The Internal Revenue Service announced a one-year delay in enforcing the most severe part of a law requiring companies that process and settle credit-card transactions to report payment amounts to the U.S. government.
The delay affects a requirement that payment processors withhold 28 percent of payments to retailers and others for whom they don’t have verified taxpayer identification numbers.
Such withholding will begin for payments made in 2013 instead of 2012, according to an IRS statement today that said the agency gave “careful consideration” to comments from companies. Payment processors have been complaining about a slow and error-filled IRS system for verifying and matching identification numbers.
The Electronic Transactions Association, a Washington-based trade group, applauded the IRS decision.
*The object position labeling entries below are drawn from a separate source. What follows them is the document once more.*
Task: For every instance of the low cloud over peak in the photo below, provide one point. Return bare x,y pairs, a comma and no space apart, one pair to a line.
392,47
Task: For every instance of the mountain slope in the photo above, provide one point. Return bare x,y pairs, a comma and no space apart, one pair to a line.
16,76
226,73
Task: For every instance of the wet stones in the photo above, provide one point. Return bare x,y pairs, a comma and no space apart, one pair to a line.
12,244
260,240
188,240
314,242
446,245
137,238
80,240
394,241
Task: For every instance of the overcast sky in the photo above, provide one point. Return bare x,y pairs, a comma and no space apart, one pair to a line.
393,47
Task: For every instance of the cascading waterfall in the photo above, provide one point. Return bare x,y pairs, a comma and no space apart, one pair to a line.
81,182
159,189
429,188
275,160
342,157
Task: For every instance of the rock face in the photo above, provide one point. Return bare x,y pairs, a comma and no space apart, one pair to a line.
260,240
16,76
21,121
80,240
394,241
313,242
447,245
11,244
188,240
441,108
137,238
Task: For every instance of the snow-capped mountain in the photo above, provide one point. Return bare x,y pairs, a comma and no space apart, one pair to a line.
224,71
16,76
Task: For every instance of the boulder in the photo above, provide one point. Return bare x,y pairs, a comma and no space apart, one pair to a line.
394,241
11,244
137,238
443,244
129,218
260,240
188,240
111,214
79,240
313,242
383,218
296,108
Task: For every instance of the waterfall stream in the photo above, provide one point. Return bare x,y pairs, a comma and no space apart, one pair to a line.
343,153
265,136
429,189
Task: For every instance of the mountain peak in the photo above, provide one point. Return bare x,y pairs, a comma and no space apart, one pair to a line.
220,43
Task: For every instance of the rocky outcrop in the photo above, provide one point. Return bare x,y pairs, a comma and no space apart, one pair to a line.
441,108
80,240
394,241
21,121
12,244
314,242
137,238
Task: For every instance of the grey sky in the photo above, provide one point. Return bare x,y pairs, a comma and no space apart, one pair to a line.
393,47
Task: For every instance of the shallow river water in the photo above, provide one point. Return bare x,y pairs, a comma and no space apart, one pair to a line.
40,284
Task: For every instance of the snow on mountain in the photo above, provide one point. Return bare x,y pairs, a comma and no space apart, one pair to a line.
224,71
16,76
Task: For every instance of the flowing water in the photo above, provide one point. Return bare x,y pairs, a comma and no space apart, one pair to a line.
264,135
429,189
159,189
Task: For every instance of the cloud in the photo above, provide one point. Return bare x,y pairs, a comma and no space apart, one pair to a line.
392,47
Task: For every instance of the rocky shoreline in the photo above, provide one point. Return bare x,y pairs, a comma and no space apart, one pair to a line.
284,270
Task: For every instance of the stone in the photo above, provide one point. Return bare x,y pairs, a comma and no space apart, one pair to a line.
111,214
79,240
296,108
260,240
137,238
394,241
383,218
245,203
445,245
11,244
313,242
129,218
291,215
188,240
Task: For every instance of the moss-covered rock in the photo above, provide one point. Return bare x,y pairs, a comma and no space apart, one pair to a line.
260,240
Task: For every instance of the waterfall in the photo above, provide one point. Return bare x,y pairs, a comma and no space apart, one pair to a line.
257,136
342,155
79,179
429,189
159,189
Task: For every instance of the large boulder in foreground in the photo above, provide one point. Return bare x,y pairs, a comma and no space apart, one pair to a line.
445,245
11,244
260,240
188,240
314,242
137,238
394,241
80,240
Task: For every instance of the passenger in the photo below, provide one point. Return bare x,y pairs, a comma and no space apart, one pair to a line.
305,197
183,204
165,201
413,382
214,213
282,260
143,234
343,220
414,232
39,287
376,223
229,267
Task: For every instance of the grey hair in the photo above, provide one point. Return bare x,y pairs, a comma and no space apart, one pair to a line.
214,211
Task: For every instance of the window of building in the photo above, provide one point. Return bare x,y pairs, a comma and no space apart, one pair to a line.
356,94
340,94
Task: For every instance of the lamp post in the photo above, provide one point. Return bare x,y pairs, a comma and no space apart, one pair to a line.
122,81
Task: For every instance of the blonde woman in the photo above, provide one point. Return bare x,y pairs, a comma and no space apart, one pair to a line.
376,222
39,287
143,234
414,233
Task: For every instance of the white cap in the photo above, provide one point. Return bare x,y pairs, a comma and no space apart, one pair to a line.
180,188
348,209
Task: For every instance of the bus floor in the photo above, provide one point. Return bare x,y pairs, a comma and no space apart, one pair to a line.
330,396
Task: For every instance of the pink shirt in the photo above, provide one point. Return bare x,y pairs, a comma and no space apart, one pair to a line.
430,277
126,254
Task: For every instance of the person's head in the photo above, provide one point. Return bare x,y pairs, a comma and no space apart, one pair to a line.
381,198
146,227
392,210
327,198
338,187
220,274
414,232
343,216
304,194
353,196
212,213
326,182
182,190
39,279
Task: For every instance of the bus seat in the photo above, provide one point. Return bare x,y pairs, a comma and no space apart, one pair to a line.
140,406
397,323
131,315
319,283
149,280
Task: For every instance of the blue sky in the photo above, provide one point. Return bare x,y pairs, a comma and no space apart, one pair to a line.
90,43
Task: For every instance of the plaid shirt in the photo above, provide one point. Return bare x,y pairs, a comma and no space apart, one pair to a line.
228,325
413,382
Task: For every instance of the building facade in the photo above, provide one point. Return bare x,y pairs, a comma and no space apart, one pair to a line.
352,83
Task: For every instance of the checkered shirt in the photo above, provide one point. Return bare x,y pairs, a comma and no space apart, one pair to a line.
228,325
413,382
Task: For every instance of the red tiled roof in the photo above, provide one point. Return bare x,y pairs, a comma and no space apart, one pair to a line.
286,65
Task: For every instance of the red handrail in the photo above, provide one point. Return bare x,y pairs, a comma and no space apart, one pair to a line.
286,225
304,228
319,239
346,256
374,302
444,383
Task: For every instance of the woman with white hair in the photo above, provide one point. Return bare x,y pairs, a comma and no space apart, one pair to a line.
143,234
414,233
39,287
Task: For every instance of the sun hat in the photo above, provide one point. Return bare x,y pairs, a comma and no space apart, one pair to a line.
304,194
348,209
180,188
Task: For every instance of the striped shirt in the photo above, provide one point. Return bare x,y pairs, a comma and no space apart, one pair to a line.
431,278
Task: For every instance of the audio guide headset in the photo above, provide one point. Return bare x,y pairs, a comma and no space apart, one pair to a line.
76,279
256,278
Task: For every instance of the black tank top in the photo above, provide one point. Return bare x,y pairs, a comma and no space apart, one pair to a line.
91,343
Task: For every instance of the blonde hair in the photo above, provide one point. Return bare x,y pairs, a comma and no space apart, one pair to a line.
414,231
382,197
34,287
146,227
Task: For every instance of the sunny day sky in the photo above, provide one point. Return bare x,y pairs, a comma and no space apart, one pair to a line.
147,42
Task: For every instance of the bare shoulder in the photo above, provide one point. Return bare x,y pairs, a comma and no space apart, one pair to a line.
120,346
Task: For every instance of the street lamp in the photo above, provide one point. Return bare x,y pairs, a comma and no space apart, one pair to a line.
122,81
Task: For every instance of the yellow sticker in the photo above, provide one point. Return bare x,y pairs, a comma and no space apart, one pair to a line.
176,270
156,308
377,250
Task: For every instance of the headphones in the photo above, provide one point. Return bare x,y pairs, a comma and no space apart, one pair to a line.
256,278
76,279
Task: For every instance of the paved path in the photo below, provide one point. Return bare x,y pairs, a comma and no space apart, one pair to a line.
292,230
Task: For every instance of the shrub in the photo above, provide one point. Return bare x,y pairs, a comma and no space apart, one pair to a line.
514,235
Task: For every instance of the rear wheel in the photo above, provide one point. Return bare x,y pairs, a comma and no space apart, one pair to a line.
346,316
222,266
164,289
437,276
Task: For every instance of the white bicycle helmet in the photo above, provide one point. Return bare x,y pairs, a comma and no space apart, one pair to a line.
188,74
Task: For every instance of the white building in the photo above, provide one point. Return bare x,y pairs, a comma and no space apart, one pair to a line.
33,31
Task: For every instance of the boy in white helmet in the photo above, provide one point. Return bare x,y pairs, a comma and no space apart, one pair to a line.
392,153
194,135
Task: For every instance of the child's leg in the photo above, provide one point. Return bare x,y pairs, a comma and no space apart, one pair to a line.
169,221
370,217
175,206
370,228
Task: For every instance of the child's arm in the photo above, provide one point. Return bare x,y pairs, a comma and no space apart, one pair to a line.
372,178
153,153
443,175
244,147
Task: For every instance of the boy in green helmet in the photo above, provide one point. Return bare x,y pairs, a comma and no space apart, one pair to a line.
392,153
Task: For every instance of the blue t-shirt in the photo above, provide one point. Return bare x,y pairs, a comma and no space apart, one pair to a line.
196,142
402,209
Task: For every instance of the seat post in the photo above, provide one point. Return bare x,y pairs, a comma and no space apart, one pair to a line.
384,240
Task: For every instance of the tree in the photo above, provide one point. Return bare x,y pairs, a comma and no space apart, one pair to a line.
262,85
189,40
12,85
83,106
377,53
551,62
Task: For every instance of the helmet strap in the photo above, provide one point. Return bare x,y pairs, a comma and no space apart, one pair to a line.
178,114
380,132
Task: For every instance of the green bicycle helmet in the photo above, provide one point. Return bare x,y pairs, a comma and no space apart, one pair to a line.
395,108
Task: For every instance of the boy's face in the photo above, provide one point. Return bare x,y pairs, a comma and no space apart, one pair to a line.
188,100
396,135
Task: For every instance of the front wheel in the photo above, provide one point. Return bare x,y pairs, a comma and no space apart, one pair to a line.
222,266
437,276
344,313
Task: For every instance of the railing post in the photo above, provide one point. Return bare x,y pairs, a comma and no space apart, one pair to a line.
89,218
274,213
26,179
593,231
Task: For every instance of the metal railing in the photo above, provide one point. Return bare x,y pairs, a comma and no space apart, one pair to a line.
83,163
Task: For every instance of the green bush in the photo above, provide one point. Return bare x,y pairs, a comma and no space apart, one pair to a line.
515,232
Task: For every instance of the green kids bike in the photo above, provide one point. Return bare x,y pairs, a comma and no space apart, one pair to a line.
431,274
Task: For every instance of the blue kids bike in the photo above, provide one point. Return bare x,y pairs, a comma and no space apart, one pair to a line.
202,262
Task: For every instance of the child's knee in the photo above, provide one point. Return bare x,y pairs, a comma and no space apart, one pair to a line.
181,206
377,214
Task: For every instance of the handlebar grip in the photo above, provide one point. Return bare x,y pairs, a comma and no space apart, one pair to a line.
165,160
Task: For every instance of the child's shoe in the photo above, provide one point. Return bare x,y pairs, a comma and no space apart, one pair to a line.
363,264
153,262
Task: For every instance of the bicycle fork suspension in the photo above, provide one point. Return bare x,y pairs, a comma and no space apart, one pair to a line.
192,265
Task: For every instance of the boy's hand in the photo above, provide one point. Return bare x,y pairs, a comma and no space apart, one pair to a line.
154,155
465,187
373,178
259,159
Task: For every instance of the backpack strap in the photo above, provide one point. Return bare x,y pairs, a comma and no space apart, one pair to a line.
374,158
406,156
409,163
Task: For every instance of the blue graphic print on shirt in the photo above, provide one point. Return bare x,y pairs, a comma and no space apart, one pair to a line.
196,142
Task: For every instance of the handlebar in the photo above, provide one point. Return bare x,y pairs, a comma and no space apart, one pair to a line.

“Given the complexities of the merchant transaction reporting requirement, the lack of timely and final reporting forms and the prevalence of still-unanswered questions, it is encouraging to see the IRS pay consideration” to businesses’ concerns, Mary Bennett, the group’s director of government and industry relations, said in an e-mail.
Congress created the credit-card reporting rules in 2008 to improve tax compliance. The law requires companies involved in payment processing to report annual totals of transactions with merchants. It took effect for transactions starting on Jan. 1, and the first reports are due in early 2012. The IRS also said today that it wouldn’t impose penalties for incomplete filings for that first set of reports.
The IRS plans to use the information to select businesses for audits by analyzing cash transaction rates in various industries. When the law passed, the congressional Joint Committee on Taxation estimated that it would generate $9.5 billion in revenue for the federal government over 10 years.
In August, the Treasury Department’s inspector general for tax administration released an audit that criticized the IRS’s implementation of the credit-card reporting law.
“We found that improvements must be made if this effort is to function as intended, which is to help reduce the tax gap” between taxes owed and collected, J. Russell George, the inspector general, said at the time.
Mark Pyke, president of the merchant services segment at Total System Services, said the delay was reasonable.
“This is good news for the merchant acquiring community,” he said in a statement.
Today’s announcement coincides with a House of Representatives vote to repeal another tax compliance provision that has drawn objections from businesses and was delayed by the IRS. That rule, which requires 3 percent withholding from government contractors, would take effect in 2013 unless Congress repeals it.